7. Las administraciones tributarias de todos los países se encuentran con la dificultad creciente de poder gravar el beneficio real generado en cada territorio. Así, las operaciones entre entidades vinculadas, por ejemplo, constituye un ejemplo de operaciones cuyo precio se puede alterar ficticiamente con respecto a un precio normal de mercado con la finalidad de tributar menos, en especial si las entidades forman parte de un grupo multinacional que opera a través de diversas sociedades algunas de las cuales se encuentran situadas en territorios de nula o baja imposición. En este sentido, la normativa del impuesto español se ha ido endureciendo a la hora de regular las operaciones vinculadas, generando con ello inevitablemente unos mayores costes de cumplimiento para un número elevado de sociedades.
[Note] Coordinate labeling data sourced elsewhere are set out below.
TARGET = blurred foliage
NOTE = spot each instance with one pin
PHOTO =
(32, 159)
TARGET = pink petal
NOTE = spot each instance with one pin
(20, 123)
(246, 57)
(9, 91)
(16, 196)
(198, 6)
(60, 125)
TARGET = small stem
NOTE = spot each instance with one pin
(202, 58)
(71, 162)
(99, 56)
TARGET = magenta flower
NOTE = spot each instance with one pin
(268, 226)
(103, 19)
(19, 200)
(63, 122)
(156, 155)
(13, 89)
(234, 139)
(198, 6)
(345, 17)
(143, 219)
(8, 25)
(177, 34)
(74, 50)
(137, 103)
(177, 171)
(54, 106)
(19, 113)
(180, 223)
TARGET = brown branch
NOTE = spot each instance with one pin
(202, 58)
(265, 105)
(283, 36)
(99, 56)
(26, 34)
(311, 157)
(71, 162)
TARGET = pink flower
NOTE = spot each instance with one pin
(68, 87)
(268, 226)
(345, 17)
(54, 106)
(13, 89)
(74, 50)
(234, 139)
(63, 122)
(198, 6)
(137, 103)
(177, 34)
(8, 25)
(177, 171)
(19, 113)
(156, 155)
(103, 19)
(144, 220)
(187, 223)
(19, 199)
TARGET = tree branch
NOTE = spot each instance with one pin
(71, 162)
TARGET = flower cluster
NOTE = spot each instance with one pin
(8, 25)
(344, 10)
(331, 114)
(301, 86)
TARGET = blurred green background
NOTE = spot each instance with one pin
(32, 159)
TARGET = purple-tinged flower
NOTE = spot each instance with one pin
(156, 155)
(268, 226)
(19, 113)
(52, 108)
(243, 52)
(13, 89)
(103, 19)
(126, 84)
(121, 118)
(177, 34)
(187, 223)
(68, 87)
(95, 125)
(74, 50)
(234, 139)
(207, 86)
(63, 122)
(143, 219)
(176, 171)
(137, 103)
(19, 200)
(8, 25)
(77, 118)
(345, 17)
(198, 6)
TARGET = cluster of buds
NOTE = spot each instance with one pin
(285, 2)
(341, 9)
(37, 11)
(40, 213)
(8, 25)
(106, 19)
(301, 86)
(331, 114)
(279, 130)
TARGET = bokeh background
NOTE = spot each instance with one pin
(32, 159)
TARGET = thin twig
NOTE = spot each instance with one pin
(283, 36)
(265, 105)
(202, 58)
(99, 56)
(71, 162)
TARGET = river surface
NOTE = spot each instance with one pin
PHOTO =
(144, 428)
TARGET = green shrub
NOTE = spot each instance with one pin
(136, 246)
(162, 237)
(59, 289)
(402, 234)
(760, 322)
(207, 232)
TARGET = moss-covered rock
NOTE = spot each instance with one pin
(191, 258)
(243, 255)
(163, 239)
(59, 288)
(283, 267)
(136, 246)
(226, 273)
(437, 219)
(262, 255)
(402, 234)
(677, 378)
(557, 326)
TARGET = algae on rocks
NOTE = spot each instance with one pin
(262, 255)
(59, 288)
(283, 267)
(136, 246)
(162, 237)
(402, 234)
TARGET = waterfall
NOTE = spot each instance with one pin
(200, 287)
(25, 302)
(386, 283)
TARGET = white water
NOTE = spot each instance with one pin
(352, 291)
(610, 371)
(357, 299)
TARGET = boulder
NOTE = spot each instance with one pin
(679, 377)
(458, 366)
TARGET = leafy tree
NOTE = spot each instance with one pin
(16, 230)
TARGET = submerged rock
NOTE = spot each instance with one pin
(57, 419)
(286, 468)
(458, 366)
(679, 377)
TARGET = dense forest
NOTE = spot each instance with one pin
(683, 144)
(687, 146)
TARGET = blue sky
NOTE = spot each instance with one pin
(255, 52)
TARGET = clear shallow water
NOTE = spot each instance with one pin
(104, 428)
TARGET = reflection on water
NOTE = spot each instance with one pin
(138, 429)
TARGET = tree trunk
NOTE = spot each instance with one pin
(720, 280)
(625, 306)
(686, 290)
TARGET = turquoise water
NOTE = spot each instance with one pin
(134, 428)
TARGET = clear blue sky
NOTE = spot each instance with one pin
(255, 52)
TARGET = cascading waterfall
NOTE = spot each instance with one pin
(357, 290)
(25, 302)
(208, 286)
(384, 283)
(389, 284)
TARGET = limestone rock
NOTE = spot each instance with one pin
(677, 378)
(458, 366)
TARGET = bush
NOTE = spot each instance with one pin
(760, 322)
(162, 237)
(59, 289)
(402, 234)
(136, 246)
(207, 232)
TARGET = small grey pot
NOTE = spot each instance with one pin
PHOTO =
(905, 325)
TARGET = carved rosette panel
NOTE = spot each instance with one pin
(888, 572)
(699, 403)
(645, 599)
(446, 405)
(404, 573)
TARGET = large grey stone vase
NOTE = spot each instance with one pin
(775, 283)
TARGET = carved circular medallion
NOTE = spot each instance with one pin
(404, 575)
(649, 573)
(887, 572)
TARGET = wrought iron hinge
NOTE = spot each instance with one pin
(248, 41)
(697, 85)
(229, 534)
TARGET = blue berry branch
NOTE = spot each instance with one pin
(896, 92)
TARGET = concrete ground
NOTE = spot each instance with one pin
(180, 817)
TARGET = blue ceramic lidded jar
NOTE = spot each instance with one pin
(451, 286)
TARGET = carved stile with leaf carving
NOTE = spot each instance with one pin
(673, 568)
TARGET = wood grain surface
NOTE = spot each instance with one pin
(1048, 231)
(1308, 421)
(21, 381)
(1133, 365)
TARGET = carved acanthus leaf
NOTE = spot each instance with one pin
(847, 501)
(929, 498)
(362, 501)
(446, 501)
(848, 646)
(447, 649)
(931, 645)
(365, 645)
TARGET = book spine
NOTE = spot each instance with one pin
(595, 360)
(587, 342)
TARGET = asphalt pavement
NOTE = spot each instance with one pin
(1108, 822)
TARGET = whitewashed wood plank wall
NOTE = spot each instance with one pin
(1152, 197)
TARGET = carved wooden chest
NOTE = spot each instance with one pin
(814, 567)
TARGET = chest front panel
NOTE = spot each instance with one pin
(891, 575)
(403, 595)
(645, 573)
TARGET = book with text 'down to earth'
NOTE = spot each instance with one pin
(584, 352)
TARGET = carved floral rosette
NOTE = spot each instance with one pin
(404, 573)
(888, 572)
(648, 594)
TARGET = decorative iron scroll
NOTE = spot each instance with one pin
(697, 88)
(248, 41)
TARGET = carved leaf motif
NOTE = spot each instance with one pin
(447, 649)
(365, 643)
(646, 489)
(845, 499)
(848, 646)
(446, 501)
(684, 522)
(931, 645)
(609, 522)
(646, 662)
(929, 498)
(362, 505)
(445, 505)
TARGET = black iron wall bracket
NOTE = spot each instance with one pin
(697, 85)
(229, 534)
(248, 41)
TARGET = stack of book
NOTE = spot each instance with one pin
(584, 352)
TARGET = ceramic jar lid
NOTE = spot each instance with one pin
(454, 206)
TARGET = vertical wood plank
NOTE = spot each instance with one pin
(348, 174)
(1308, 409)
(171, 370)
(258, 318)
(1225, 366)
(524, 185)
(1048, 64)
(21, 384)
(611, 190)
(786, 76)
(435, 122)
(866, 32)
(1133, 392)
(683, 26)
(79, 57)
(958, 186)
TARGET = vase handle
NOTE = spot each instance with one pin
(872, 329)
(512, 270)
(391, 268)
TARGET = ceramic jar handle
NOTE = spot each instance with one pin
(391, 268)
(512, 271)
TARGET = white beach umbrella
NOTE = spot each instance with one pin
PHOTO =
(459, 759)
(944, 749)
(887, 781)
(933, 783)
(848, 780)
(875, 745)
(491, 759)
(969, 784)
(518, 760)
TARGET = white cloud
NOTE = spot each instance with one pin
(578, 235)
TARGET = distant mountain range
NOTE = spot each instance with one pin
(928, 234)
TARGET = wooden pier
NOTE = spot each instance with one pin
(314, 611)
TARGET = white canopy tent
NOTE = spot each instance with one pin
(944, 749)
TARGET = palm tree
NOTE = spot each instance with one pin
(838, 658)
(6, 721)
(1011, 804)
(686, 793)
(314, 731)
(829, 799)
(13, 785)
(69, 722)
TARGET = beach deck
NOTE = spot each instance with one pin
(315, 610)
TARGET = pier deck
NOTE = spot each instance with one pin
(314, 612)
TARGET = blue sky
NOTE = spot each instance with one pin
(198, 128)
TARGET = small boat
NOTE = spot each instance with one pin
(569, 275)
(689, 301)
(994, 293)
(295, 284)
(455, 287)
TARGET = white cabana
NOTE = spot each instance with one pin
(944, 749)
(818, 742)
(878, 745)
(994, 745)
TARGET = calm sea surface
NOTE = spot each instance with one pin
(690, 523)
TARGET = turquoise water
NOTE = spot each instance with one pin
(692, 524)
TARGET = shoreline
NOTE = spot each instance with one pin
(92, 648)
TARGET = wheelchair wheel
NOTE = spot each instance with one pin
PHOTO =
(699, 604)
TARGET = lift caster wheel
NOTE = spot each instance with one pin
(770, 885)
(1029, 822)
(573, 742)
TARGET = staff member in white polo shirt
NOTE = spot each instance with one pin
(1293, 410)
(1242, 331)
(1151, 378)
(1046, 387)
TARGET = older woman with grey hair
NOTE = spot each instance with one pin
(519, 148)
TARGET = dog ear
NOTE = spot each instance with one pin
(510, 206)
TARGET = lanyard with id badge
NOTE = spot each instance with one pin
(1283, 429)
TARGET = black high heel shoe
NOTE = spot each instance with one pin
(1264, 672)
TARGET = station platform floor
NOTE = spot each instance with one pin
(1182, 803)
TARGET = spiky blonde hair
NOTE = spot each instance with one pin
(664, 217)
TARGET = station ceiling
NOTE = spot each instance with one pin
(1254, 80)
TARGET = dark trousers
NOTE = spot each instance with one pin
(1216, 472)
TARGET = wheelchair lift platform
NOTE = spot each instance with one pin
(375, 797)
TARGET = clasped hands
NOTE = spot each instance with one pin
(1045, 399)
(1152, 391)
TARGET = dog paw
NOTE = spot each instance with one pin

Por esta razón, en el Simposium se pretende analizar esta problemática, planteando si la normativa del impuesto español es eficaz, o puede llegar a serlo, a la hora de evitar la deslocalización de los beneficios, o bien, si difícilmente un único país puede lograr este objetivo si no se establecen mecanismos más fuertes de cooperación entre administraciones de diferentes países. Y, asimismo, cabe valorar qué impacto tiene esta normativa en los costes derivados del cumplimiento del impuesto y, más en concreto, a la hora de ofrecer un marco jurídico de tributación sencillo y seguro.
 
 
8. Las instituciones financieras tributan en el impuesto por los beneficios obtenidos, como cualquier otra sociedad, al tipo impositivo general. Ahora bien, la reciente crisis financiera ha provocado que en la literatura académica se hayan formulado diversas propuestas que tienen como objetivo gravar de manera específica a las instituciones financieras bajo argumentos tales como que se las debe penalizar por haber ocasionado la crisis, que deben contribuir a financiar los gastos que la crisis genera en el erario público o que, en la línea de los impuestos Pigouvianos, deben corregirse las externalidades negativas generadas mediante su comportamiento (Shackelford et al., 2010). Por todo ellos, nos parece interesante que en el Simposium se analice qué argumentos pueden justificar una imposición especial sobre las instituciones financieras y, en su caso, si es el impuesto sobre sociedades o qué otras modalidades impositivas pueden ser oportunas de acuerdo con esta finalidad.